横尾くんは語る、私は本当は右利きなんじゃないかと

 朝登校してからというもの、なんだかずっと隣りの席の横尾くんの様子が変だと思っていた。

 しかし髪型はいつも通りのよくわからない無駄に分け目をきっちりとした七三風ヘアーで、特別見た目に変化はない。

 普段より若干大人しめな気がしないでもないけれど、一度喋り出すとうるさいだけで元々口数が多い方でもない。

 今日は私と横尾くんはおはようの挨拶くらいしか交わしていないが、これもべつに初めてのことじゃなかった。

 私の学校での会話の内訳は美咲が六割、他の友達が三割、横尾くんが一割くらいなので、一日まともに喋らない日も時々ある。

 ではこの横尾くんから感じる違和感はなんだろう。

 私は数学の授業もそぞろに、左隣りの横尾くんを注意深く観察する。



「……おい。さっきからじろじろこっちを見て、いったい僕に何の用だい? 用がないなら授業に集中するべきだろう」



 あ、わかった。

 不審そうな目つきでこちらを向く横尾くんを見て、私はついにその違和感の正体に気づく。


 今日ずっと感じていた変な感じは、横尾くんの左手にあった。


 数学の授業を真面目に聞き、ノートを取っているであろう横尾くんは左手にシャープペンシルを持ち、右手はポケットにしまい込んでいたのだ。

 私の知る限り彼は右利きのはずだった。


「ああ、たしかに僕は本来右利きだけれど、これにはちょっとばかり理由があってね」


 横尾くんは利き手とは異なる手で文字を書いていることを素直に認める。

 しかしそれは本人の意志ではなく、そうせざるを得ない理由があるらしかった。


「というより僕のペンを持つ手がいつもと違うことに君が気づいたことに驚きだよ。君はもっと鈍い人だと思っていた。ああ、そういえば君は左利きだったね。左利きの人は他人の利き手に敏感なのかな」


 鈍いってなんだ。失礼な。

 私がくるくると左手でペン回しをしていると、横尾くんは納得と言わんばかりに頷く。

 ちなみに至極どうでもいいことだけれど、私は文字を書くのは左手だが箸を持つのは右手の変わり種だ。これを両利きと呼ぶのかどうかは知らない。


「僕が左手を使ってるのは大した理由じゃないよ。ただ軽く捻挫をしただけさ。きっと明日には元の右利きに戻っている」


 それでどうして左利きになってるの、と私がきくと横尾くんはポケットから右手を出してこっちに見えるようにした。

 彼の右手は人差し指と中指がテーピングでぐるぐる巻きされていて、軽く捻挫というにはあまりに痛々しい姿になっていた。


「僕はこう見えて器用だからね。左手でも読める程度の文字は書ける」


 いや、あの、そういう問題じゃなくてそれ本当に捻挫? 病院とか行ったの?

 文字がかけないレベルの捻挫と聞くとさすがの私も心配になる

 それに案の定病院には行っておらず、手当も自分でやったという。


 もう仕方ないな。

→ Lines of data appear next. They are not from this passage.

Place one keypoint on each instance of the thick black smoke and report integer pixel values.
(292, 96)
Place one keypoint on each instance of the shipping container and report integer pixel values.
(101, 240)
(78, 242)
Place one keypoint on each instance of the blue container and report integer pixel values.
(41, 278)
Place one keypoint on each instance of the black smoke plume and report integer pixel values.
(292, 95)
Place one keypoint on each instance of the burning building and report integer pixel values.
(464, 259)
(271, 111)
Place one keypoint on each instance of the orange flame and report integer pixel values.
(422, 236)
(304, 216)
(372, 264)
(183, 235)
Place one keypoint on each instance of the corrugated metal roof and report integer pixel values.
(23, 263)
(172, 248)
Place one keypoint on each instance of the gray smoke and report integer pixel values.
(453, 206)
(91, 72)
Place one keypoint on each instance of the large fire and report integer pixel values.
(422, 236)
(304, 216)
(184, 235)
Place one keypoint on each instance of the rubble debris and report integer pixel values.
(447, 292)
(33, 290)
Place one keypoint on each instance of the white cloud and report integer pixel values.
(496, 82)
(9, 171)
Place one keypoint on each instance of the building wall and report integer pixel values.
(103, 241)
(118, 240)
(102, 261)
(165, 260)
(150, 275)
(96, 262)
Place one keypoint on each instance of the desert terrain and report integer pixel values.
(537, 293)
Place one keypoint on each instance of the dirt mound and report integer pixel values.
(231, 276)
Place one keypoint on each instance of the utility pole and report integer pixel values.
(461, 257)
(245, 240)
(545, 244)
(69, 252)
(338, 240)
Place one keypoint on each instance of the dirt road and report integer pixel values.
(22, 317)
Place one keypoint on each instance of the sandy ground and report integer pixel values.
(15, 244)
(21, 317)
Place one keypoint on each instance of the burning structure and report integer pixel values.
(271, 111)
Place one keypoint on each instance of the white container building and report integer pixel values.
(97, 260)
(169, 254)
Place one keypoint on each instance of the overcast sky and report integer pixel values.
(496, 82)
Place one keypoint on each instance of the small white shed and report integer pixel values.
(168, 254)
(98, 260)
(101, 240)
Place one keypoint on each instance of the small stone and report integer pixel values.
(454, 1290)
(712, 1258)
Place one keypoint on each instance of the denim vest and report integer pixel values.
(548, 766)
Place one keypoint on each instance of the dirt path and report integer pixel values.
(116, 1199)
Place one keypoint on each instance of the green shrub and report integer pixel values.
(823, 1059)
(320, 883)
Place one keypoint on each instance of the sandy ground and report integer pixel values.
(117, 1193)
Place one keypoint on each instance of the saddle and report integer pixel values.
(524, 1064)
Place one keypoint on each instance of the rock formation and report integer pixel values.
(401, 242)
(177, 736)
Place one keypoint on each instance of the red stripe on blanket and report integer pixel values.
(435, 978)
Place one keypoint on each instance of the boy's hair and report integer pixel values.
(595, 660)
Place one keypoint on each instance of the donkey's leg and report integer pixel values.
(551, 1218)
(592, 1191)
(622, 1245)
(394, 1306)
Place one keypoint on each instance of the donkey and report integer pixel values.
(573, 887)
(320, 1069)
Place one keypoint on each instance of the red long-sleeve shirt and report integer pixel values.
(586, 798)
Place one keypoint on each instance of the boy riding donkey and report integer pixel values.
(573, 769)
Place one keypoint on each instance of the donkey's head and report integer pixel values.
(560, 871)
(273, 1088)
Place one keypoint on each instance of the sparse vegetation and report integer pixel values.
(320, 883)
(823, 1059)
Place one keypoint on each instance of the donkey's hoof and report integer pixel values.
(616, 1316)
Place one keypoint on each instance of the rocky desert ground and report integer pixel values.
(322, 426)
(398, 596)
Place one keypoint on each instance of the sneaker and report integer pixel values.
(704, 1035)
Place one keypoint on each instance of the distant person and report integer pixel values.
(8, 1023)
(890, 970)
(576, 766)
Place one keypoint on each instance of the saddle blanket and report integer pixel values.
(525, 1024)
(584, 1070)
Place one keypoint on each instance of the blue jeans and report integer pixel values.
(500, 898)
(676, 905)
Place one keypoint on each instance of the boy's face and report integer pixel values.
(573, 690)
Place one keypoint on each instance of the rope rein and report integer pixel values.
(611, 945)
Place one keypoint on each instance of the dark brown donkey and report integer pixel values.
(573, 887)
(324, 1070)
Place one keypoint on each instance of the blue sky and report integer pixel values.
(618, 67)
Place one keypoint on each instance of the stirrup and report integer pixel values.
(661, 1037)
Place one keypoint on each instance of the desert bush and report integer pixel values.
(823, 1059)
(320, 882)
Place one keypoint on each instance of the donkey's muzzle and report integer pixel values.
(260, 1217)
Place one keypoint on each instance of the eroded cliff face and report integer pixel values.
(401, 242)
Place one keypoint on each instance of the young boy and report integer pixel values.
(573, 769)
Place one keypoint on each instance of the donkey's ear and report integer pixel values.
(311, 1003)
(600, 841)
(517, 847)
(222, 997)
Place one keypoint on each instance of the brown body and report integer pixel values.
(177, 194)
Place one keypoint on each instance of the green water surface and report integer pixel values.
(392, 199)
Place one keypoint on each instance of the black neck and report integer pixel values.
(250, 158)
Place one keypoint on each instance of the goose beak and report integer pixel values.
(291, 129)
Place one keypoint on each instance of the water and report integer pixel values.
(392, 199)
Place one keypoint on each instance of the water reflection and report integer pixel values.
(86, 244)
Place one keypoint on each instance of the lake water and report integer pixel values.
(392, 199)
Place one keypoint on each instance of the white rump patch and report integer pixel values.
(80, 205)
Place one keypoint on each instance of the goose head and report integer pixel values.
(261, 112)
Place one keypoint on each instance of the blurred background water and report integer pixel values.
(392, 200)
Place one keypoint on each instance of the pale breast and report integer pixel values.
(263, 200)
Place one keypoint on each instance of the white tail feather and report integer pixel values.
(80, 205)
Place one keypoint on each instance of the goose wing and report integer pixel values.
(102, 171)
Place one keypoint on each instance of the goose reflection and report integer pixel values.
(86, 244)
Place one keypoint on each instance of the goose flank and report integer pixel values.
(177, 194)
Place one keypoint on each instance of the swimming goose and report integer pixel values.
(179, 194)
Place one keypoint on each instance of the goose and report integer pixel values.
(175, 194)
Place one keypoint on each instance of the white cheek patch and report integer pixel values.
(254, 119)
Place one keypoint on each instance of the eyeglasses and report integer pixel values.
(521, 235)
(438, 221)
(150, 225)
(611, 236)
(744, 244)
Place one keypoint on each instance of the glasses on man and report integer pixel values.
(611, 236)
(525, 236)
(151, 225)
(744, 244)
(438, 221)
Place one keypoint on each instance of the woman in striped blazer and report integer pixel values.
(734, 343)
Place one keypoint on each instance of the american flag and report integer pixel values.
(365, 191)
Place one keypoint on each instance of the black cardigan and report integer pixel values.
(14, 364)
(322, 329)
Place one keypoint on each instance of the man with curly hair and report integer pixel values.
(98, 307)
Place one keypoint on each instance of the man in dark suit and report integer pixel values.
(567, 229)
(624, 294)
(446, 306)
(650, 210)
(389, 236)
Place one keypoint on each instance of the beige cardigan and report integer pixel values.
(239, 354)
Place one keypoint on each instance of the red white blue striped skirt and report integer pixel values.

ほんと意地っ張りなんだから。


 心優しい私は横から横尾くんのノートをひったくると、ささっと左手でメッセージを書き、彼の机に戻す。


“代わりに横尾くんの分もノート取っておいてあげる”


 私からのメッセージを見たらしい横尾くんは、驚いたように普段はほとんど常に流し目状態の目を見開いている。

 そして彼は左手に持っていたペンを筆箱の中にしまうと小さく笑う。



「なんだこの汚い字は。君も本当は右利きなんじゃないか?」



 おーけー、いいでしょう。本物の左利きの力を見せてあげます。


 横尾くんを見返すために、私は普段以上に授業に集中し、完璧に均整のとれた文字列を机から引っ張りだしたルーズリーフに黙々と書き込んでいくのだった。